What Are Your Odds Of Getting In?

 

Mr. GE

  • 780 GMAT (Q: 51%, V: 45%)
  • 3.40 GPA
  • Undergraduate degree in mechanical engineering and Japanese from the University of Florida
  • 3.56 GPA (Master’s)
  • Graduate degree in mechanical engineering from the University of Florida
  • Work experience includes more than two years with General Electric in its aviation engineering department
  • Goal: To work in strategy consulting with McKinsey or BCG’s Tokyo office, focusing on manufacturing operations
  • Long-term goal: Leading the Asian branch of a global manufacturing firm in the aviation, energy or automotive industries.
  • 27 year-old white, American male

Odds of Success:

Harvard: 20% to 40%

Stanford: 20%

Wharton (Lauder Program): 40% to 50%

Chicago: 50+%

MIT: 50+%

Northwestern: 50+%

Sandy’s Analysis: Well, that’s a barebones profile but we got the basics. A 780 GMAT and a two-year gig at GE in their Aviation Engineering Department with the added plus of having contact with customers on a cutting-edge project is a pretty darn solid base. One could wish for a higher GPA, but 3.4 is serviceable in this circumstance, given the GMAT and the fact you were in an engineering discipline.

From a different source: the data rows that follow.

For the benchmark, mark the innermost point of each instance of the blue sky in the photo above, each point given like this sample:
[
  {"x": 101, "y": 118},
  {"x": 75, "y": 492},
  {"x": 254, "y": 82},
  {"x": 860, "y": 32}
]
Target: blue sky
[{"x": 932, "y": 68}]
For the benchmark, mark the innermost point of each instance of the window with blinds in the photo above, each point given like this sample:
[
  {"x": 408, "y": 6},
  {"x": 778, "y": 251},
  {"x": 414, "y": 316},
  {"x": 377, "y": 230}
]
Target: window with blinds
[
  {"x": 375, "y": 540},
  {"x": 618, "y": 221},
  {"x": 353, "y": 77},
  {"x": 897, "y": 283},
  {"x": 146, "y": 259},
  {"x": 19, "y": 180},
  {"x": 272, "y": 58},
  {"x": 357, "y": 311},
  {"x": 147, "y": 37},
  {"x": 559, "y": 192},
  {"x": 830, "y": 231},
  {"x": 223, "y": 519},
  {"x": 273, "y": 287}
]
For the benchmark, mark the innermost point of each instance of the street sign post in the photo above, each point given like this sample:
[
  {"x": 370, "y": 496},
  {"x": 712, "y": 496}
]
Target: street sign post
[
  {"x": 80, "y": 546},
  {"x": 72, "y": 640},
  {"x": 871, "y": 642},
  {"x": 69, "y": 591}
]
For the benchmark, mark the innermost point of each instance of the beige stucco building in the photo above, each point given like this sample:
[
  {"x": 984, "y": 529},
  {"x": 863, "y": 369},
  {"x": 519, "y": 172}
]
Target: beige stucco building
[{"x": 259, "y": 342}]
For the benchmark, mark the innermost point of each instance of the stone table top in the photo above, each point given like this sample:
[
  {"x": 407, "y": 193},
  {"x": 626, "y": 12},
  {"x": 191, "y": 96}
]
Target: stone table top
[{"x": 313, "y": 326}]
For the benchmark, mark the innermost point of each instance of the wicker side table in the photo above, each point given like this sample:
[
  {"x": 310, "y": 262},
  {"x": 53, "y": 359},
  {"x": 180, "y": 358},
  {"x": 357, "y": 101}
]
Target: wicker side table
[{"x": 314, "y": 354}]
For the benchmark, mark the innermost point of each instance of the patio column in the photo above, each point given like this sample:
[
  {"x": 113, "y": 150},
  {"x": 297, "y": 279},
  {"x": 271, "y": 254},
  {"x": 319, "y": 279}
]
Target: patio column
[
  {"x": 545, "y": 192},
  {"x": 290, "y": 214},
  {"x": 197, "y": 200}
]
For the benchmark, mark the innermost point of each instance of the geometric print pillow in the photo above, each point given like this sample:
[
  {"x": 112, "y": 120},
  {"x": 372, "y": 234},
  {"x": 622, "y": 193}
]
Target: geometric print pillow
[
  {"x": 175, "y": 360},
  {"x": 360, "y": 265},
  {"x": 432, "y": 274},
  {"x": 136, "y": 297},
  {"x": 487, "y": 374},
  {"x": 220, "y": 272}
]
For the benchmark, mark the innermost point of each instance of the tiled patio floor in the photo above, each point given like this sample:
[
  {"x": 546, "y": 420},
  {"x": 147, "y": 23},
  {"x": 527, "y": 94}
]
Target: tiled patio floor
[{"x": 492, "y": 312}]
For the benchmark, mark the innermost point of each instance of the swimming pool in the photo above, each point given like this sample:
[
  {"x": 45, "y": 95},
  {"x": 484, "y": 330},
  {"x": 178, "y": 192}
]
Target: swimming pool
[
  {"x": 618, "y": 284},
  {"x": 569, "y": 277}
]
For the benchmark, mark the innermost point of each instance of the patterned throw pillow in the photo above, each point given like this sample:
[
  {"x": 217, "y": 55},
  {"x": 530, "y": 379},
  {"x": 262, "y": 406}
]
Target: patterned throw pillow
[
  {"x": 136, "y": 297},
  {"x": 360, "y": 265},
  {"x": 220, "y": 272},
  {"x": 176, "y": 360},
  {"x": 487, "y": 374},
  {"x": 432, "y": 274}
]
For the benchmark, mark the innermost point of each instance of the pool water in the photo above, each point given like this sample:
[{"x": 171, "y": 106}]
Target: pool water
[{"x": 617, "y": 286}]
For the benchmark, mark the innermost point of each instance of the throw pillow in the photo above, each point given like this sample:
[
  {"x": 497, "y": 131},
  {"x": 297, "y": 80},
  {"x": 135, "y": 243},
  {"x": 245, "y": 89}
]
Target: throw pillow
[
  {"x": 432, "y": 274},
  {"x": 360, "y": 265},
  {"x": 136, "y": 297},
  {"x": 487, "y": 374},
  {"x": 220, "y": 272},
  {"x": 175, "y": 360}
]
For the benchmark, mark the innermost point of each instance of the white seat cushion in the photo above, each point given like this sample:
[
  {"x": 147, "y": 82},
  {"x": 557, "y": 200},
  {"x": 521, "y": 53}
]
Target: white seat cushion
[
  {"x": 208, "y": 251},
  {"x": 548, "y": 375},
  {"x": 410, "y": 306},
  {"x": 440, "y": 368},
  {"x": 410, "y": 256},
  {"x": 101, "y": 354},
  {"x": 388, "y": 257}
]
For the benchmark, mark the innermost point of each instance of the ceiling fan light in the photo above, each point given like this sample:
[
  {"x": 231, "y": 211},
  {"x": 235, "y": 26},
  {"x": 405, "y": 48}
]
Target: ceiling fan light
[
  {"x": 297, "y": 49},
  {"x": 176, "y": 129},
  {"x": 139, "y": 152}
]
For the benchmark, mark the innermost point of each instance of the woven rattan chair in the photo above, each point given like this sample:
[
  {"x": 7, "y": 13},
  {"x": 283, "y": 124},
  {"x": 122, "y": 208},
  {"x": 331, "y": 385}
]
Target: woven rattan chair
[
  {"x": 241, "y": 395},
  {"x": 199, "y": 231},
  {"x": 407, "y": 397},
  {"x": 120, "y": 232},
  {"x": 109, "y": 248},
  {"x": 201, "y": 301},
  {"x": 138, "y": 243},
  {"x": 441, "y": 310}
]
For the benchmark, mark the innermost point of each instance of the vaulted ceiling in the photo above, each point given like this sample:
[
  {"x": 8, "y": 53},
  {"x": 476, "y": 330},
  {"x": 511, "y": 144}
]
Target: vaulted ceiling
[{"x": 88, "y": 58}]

Grad grades (3.56) help a bit, but often graduate school grades go from A to A-.  You got a tight story, and the Japanese fluency helps.  I’d say you’d be real strong at Lauder given all this, and you would be worth a serious look at HBS, given your engineering/GE background, which they like. The University of Florida is an off-the-grid school, but HBS likes solid regional universities, especially when they turn out guys with a 780 and GE pedigree.  Your long-term goals of being an innovative leader in manufacturing (in Asia or elsewhere) is solid and saying you want to start at M/B/B makes sense.

I think you got a real solid chance at all your schools, although I am not seeing this as particularly Stanford-y. They take diamonds in the rough like you, and so does HBS.  Your outcomes at those schools will turn on what you claim are solid recommendations and extra-currics and how you position them. You could blow an HBS interview by nerding out, but so do many smooth cats from Goldman and KKR (well a few do, anyway).  I think chances at Sloan and Kellogg are solid, if you can convince them you want to come, Booth does not seem like an obvious choice but they will like you too.

Not much more to say: You are a solid guy with a real tight story, a jumbo GMAT and a good enough set of grades in a tough discipline. You should be successful with adequate execution at most places and could luck into Stanford.